OCR + Rerank (ocr_then_rerank)

Use when task combines text extraction and relevance ranking:

# Step 1: Plan the workflow
python3 {baseDir}/scripts/nim_router.py plan \
  --task-query "extract text from image and rank passages by relevance" \
  --image-url "https://example.com/doc.png" \
  --query-text "H100 specifications"

# Step 2: Run OCR first
python3 {baseDir}/scripts/nim_router.py invoke \
  --capability ocr \
  --image-url "https://example.com/doc.png"

# Step 3: Use extracted text as passages for reranking
python3 {baseDir}/scripts/nim_router.py invoke \
  --capability rerank \
  --query-text "H100 specifications" \
  --passage "First passage from OCR result..." \
  --passage "Second passage from OCR result..."

Layout-Aware Table Extraction (page_elements → table_structure → ocr)

Use when extracting text while preserving table structure:

# Step 1: Detect page layout
python3 {baseDir}/scripts/nim_router.py invoke \
  --capability page_elements \
  --image-url "https://example.com/report.png"

# Step 2: Detect table structure
python3 {baseDir}/scripts/nim_router.py invoke \
  --capability table_structure \
  --image-url "https://example.com/report.png"

# Step 3: Extract text with layout context
python3 {baseDir}/scripts/nim_router.py invoke \
  --capability ocr \
  --image-url "https://example.com/report.png"

Chart-Aware Extraction (page_elements → graphic_elements → ocr)

Use when understanding charts while reading surrounding content:

# Step 1: Detect page layout
python3 {baseDir}/scripts/nim_router.py invoke \
  --capability page_elements \
  --image-url "https://example.com/dashboard.png"

# Step 2: Detect chart elements
python3 {baseDir}/scripts/nim_router.py invoke \
  --capability graphic_elements \
  --image-url "https://example.com/dashboard.png"

# Step 3: Extract text with chart context
python3 {baseDir}/scripts/nim_router.py invoke \
  --capability ocr \
  --image-url "https://example.com/dashboard.png"

Embed + Rerank (Vector Search Pipeline)

Use for semantic search with NVIDIA embeddings:

# Step 1: Generate embeddings for documents
python3 {baseDir}/scripts/nim_router.py build-request \
  --capability embed \
  --text "H100 GPU specifications" \
  --input-type passage

# Step 2: Generate embedding for query
python3 {baseDir}/scripts/nim_router.py build-request \
  --capability embed \
  --text "Tell me about H100 memory" \
  --input-type query

RAG Pipeline (Full Ingestion)

End-to-end document processing with semantic chunking:

# Extract, chunk, and format for RAG
python3 {baseDir}/scripts/nim_router.py pipeline \
  --input "research_paper.pdf" \
  --chunk-size 512 \
  --overlap 64 \
  --format json-ld

Platform-Specific Invocation

Claude Code

Explicit invocation:

/nvidia-nim
/nvidia-nim invoke --capability ocr --image-url https://example.com/doc.png

Implicit trigger: Skill activates when descriptions contain "extract text", "OCR", "document layout", "table structure", "rerank", "chart labels".

Codex (OpenAI)

Explicit invocation:

$nvidia-nim
$nvidia-nim invoke --capability ocr --image-url https://example.com/doc.png

Implicit trigger: Skill activates for queries mentioning OCR, layout detection, table extraction, chart understanding, or passage reranking.

OpenClaw

The skill loads automatically when task description matches trigger keywords.

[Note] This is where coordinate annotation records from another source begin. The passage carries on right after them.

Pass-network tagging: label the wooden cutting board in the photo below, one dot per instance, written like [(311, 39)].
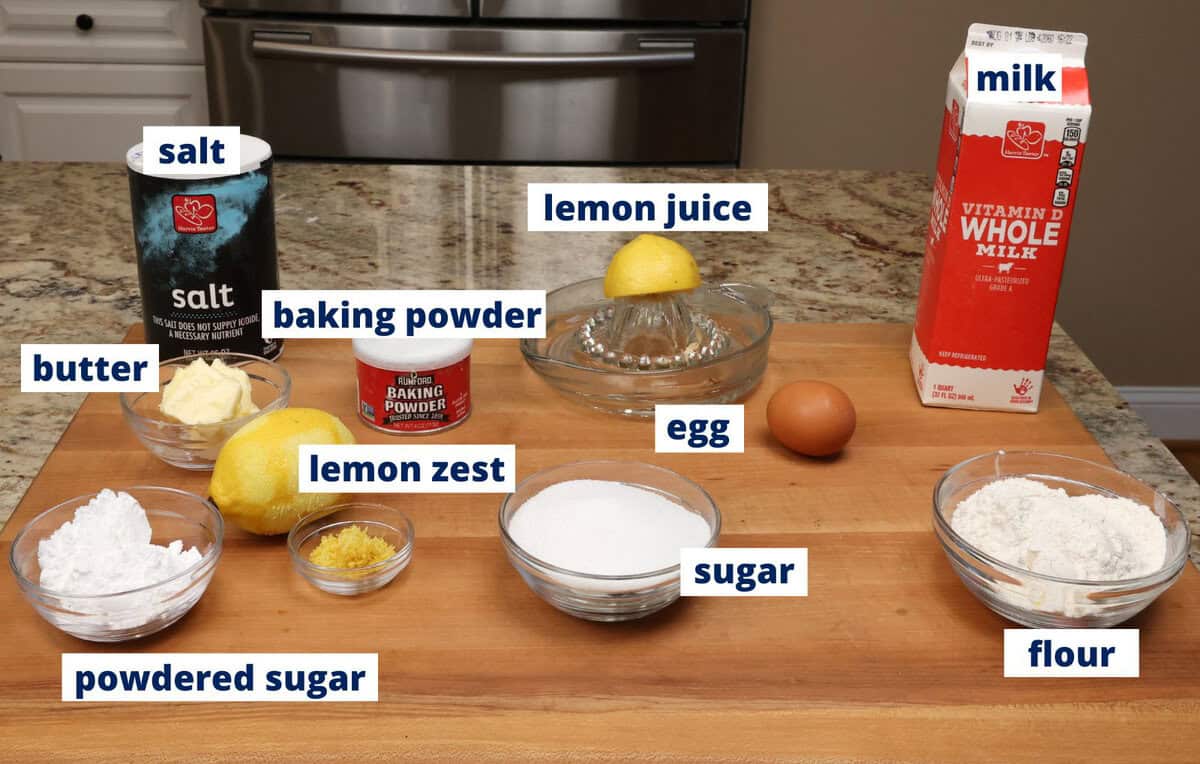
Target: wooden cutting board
[(889, 657)]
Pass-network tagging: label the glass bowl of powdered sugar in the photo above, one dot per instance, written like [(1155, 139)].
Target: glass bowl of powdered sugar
[(600, 540), (1055, 541), (118, 565)]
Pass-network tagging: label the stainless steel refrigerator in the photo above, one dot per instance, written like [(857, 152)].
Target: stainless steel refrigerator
[(651, 82)]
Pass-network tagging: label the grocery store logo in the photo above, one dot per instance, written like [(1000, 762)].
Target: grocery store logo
[(195, 214), (1014, 77), (1023, 139)]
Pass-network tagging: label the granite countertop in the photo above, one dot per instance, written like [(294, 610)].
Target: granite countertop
[(844, 246)]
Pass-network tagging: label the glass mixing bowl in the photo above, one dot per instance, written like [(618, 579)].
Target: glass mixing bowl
[(196, 446), (1045, 601), (606, 597), (173, 515), (742, 311)]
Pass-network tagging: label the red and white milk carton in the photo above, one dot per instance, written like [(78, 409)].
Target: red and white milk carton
[(1013, 137)]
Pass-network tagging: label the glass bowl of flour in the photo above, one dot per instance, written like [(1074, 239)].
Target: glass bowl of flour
[(118, 565), (1054, 541), (601, 540)]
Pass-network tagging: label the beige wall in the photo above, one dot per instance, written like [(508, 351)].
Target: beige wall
[(861, 84)]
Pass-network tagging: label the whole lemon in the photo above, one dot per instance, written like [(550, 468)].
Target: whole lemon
[(651, 264), (255, 480)]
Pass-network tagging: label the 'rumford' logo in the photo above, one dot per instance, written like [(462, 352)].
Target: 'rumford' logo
[(1014, 77)]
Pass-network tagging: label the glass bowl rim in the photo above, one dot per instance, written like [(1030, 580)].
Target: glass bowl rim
[(403, 525), (213, 553), (526, 557), (283, 393), (1169, 569), (533, 356)]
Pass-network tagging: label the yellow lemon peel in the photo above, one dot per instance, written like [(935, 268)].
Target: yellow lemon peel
[(651, 264)]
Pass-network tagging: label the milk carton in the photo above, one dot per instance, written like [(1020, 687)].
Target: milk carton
[(1012, 144)]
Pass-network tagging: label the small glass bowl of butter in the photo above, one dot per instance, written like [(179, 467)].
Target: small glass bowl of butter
[(202, 401)]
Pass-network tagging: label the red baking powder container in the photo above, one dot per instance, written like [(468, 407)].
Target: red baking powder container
[(413, 386)]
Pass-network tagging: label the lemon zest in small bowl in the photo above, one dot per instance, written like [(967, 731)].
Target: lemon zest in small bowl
[(351, 547)]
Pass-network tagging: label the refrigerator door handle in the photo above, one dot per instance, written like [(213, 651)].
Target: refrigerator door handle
[(678, 54)]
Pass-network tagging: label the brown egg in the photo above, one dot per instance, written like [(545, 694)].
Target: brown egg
[(810, 416)]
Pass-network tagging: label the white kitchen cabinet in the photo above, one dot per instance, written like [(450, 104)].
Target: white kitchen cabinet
[(79, 78), (132, 31), (89, 112)]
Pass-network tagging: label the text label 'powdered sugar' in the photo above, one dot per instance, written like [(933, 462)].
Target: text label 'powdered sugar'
[(747, 572), (221, 677), (366, 313), (442, 468), (647, 206), (89, 368), (1055, 653)]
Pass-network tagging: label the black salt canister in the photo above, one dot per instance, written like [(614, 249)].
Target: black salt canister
[(205, 252)]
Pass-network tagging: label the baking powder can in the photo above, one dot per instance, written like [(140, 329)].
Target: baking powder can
[(205, 253), (413, 386)]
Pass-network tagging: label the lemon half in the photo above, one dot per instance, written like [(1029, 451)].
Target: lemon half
[(651, 264)]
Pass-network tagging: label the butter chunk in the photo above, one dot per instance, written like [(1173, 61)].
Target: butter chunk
[(199, 393)]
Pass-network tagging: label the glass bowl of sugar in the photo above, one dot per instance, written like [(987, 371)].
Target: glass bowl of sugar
[(1053, 541), (601, 540)]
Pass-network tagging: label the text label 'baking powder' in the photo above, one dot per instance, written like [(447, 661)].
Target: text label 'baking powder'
[(361, 313)]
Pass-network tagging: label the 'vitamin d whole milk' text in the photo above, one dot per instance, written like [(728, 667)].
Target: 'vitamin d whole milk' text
[(1012, 144)]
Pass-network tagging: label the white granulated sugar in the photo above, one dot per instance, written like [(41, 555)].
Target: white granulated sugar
[(1042, 529), (107, 549), (606, 528)]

For explicit invocation, reference

nvidia-nim-unified
or
nim
.

Image Source Formats

The router accepts three image source formats and converts to base64 data URLs:

# HTTPS URL (auto-downloaded and converted)
--image-url "https://example.com/image.png"

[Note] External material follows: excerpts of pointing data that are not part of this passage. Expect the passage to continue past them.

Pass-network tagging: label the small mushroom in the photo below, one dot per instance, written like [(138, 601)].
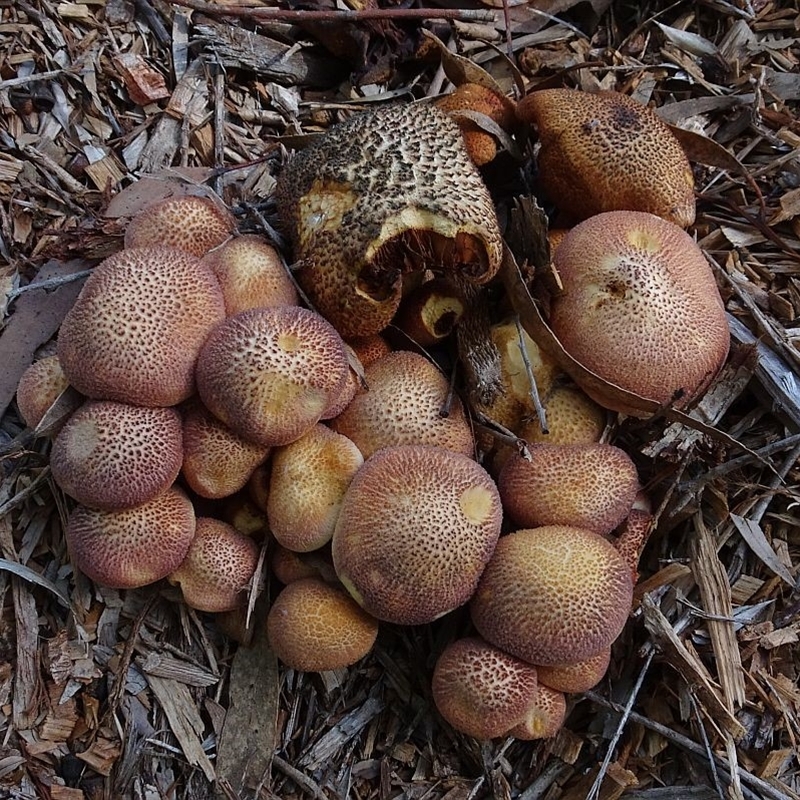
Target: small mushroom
[(313, 626), (553, 595), (480, 690), (218, 567), (191, 223)]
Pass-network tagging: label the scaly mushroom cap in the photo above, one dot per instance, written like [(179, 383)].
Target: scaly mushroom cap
[(190, 223), (314, 627), (590, 486), (604, 151), (216, 461), (480, 690), (553, 595), (217, 568), (544, 716), (251, 274), (271, 373), (401, 405), (380, 194), (112, 456), (132, 548), (580, 676), (308, 482), (137, 326), (417, 526), (38, 388), (640, 308)]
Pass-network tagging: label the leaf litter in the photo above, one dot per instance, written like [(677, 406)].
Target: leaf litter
[(107, 694)]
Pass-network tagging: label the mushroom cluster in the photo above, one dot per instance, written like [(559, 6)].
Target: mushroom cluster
[(215, 406)]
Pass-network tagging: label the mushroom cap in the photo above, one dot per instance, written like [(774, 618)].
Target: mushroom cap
[(603, 151), (112, 456), (216, 461), (137, 326), (553, 595), (590, 486), (580, 676), (313, 626), (401, 405), (271, 373), (480, 690), (417, 526), (217, 568), (132, 548), (190, 223), (385, 192), (544, 717), (39, 387), (251, 274), (640, 308), (307, 485)]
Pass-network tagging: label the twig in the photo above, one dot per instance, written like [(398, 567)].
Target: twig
[(306, 15)]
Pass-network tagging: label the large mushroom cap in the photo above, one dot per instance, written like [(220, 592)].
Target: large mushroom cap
[(640, 308), (271, 373), (384, 192), (132, 548), (137, 326), (113, 455), (604, 151), (553, 595), (415, 531)]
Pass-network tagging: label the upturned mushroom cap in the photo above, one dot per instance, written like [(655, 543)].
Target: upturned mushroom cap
[(314, 627), (190, 223), (251, 274), (39, 387), (417, 526), (218, 567), (271, 373), (135, 547), (579, 676), (553, 595), (216, 461), (604, 151), (113, 456), (480, 690), (383, 193), (544, 717), (640, 308), (137, 326), (401, 405), (308, 482), (590, 486)]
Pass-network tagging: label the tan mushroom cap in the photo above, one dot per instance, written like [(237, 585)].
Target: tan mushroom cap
[(307, 485), (112, 456), (313, 626), (135, 547), (640, 308), (190, 223), (417, 526), (480, 690), (544, 717), (553, 595), (39, 387), (137, 326), (217, 462), (579, 676), (402, 405), (251, 274), (590, 486), (604, 151), (218, 567), (271, 373)]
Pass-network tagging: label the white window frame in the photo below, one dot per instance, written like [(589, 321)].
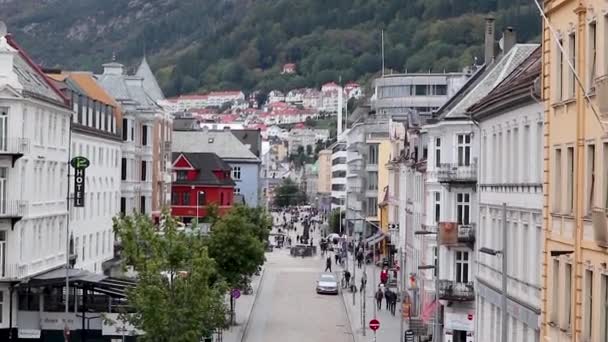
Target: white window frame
[(463, 143), (459, 262)]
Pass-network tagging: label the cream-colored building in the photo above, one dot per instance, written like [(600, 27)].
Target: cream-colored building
[(574, 269), (324, 182)]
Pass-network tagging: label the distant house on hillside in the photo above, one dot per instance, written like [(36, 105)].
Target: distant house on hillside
[(289, 68)]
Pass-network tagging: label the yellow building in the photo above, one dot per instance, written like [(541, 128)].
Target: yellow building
[(575, 275)]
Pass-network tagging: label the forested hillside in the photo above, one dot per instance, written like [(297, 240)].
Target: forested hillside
[(222, 44)]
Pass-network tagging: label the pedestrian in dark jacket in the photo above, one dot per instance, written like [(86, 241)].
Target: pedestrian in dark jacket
[(328, 264), (379, 296)]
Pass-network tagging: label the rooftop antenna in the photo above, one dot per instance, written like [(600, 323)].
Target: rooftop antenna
[(3, 29), (382, 53)]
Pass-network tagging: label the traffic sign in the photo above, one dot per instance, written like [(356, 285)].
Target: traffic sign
[(374, 324), (409, 335)]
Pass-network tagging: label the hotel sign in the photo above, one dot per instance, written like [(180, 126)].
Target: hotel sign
[(79, 164)]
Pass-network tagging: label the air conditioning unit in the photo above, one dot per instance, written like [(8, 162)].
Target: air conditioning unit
[(600, 226), (601, 88)]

# Local file path (read and converted)
--image-url "/path/to/local/image.jpg"

# Data URL (passed through directly)
--image-url "data:image/png;base64,iVBORw0KG..."

Constraints

  • The router is deterministic and rule-based. If the task is ambiguous, inspect the returned rationale instead of blindly invoking.
  • Multi-step workflows are planned automatically, but the script invokes only one capability per call.
  • the default bundle targets NVIDIA managed APIs for all five capabilities.
  • managed CV endpoints rejected plain remote image URLs in live testing; the router converts image sources to base64 data URLs before invocation.